Maybe it used to be decades ago when we first formed our opinions about this stuff, but times have changed since then. Rent has done nothing but go up, while the federal minimum wage has been $7.25/hour since 2009 and the federal tipped minimum wage has been $2.13/hour since 1991. That 15% you gave in 2010 was used for cigarettes and drinks after work, maybe coffee the next morning, maybe putting a little bit into savings or paying for college. Today, that 15% is used for rent. Rent and gas. Rent and gas and maybe childcare. Tipping more than 15% is our way to actually tell someone that they deserve more than just the necessities--and I don't mean telling them with words or with comments on Lemmy, I mean telling them with action.
Whether you respect them or not, those jobs still must exist until they are automated away. Casual dining and fine dining restaurants can't operate without servers--if that was possible, The Invisible Hand Of The Free Market would have eliminated that position centuries ago.
I'm saying they need to have some respect for themselves and refuse bullshit ass pay like that. And the vast majority of civilized nations have servers just fine without tipping/bull shit poverty wages.
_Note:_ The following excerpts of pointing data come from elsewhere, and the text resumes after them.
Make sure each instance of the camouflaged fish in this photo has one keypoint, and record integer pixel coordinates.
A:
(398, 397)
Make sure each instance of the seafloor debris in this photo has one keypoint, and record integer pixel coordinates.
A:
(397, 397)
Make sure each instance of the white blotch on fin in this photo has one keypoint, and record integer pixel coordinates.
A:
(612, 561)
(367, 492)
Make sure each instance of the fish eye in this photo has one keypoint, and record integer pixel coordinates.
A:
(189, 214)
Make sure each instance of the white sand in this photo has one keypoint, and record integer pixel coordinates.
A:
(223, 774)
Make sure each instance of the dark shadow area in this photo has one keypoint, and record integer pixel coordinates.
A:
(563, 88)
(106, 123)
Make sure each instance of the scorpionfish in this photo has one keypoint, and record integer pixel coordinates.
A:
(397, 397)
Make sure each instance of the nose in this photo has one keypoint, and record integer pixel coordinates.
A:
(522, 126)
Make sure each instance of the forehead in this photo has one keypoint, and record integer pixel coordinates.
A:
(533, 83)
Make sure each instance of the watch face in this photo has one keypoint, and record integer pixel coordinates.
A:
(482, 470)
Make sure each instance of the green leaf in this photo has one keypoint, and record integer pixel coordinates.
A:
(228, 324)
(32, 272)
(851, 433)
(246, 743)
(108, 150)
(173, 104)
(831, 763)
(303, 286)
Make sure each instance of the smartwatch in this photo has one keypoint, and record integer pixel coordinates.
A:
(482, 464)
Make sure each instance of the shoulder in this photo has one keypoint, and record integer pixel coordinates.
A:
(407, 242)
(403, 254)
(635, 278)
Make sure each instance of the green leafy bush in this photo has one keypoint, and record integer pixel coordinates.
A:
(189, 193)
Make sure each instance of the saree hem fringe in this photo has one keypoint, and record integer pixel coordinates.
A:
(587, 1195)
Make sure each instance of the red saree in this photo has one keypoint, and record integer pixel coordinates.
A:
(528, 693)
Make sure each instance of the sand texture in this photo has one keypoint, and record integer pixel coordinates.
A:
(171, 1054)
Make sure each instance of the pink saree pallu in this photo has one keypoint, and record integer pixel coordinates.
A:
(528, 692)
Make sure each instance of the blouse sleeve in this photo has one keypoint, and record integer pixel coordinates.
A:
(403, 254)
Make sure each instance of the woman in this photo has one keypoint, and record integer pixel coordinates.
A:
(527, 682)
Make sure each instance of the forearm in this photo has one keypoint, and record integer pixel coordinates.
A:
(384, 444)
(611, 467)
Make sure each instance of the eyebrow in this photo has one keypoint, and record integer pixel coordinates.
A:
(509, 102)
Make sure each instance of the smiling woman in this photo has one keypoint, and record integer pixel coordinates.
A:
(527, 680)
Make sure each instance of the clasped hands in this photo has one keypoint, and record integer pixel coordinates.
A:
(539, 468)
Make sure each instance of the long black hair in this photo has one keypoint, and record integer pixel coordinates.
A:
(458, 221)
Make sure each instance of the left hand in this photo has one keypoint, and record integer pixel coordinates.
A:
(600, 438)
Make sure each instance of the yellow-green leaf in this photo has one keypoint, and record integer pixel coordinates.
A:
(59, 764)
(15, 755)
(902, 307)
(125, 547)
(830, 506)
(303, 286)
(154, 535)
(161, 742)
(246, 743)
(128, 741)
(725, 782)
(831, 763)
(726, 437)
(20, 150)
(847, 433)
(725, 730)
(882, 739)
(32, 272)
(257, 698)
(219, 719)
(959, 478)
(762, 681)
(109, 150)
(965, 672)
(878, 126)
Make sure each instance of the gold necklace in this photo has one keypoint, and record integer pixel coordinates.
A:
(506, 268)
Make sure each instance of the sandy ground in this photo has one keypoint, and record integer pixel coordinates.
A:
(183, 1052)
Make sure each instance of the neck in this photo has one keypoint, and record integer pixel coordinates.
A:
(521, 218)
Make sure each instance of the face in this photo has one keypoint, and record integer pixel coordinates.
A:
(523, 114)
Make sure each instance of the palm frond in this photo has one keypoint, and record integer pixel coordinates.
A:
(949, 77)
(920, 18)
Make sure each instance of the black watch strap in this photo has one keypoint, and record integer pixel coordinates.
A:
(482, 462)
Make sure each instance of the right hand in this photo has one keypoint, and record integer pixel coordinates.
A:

Service is better too.
I understand what you're saying, and what you're saying is only concerned with individuals, not systems.
What I'm saying is that regardless of how many individual people turn that job down, the job listing at that wage will still exist. Eventually, someone who is down on their luck will become desperate enough to take it because they don't have any other options left.
They could be homeless people trying to afford the deposit on an apartment, or single dads trying to pay for field trips for their kids, or ex-cons locked out of conventional employment trying desperately to earn an honest living, or college students trying to buy one used textbook, or even uneducated twenty-somethings trying to build work history so they can stop working for tips.
All of those desperate people, the people who have no choice but to tolerate the wage that you have too much self-respect to accept--they deserve nice things too. Their boss is a greedy, insufferable bastard who is willing to pay them the minimum that he is legally required to. If he could pay his employees less, he would do it in a heartbeat. By refusing to tip, you are climbing in to the same boat he's in, no matter what ideology you shout as you clamber over the gunwales.
If all you're going to do is repeat ideologies while ignoring material conditions, then that's your call, but I'm done spending my time with you if that's your choice.
I'm against tipping specifically because of having worked in food service jobs. I'm sorry if that doesn't fit your narrative. And neither of you have meaningfully responded to why the rest of the world manages fine without tipping, which really says it all.